Sehubungan dengan hal itu, Titus Pekei selaku pencetus Noken sebagai warisan budaya dunia (UNESCO), menyampaikan, apresiasinya kepada Pj Gubernur Provinsi Papua, Ramses Lombong.

“Terimakasih dan apresiasi positif terhadap apa yang dilakukan oleh Pemerintah Provinsi Papua,” ucapnya.

Ia mengatakan, bahwa surat edaran dengam nomor 000.8.6.1/0554/SET sama sejalan dengan apa yang pernah dilakukan oleh masa Pemerintahan Lukas Enembe.

Dikatakan, surat edaran pada masa pemerintahan Lukas Enembe pernah mewajibkan penggunaan Batik Papua, Noken Papua dan konsumsi pangan lokal namun hal ini belum konsisten. kini, PJ Gubernur Papua, Ramses telah menyampaikan keberpihakannya terhadap warisan budaya lokal Papua.
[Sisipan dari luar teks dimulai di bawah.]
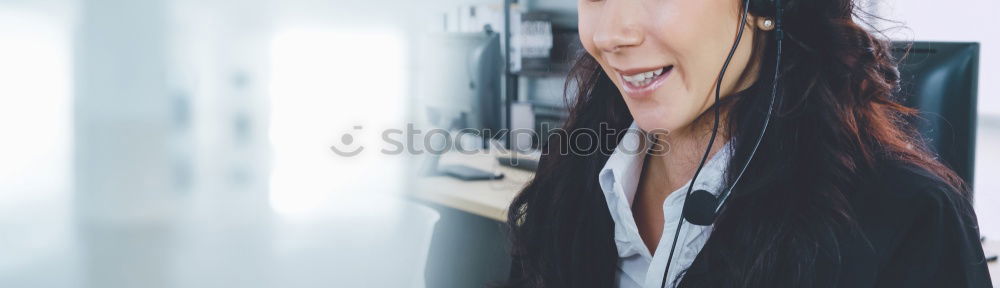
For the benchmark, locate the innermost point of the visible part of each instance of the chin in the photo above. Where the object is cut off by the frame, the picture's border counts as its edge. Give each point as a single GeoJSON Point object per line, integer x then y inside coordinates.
{"type": "Point", "coordinates": [656, 119]}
Untuk itu, Titus berharap bahwa, di Pulau Papua yang terdiri dari enam provinsi, seharusnya wajib menggunakan Noken Papua dan Batik Papua serta konsumsi pangan khas Papua papua menjadi prioritas dalam kebijakan peraturan daerah di setiap provinsi yang ada di pulau Papua.
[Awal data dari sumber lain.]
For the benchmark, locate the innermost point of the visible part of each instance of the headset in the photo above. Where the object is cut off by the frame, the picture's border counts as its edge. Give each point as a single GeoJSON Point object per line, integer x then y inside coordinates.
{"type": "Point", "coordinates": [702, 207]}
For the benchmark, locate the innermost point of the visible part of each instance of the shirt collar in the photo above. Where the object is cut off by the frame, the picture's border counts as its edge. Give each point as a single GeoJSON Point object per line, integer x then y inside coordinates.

Ia menilai Noken Papua artinya pulau Papua. Tanpa merusak atau melupakan tapi melestarikan, melindungi, dan mengembangkan warisan budaya khas Papua ini sudah menjadi keharusan pemerintah daerah.

“Seperti Batik Papua memiliki keragaman nilai motifnya. Noken Papua multifungsinya pun menyimpan berbagai pesan bernilai situasional maupun berjangka panjang kedepan,” ucapnya.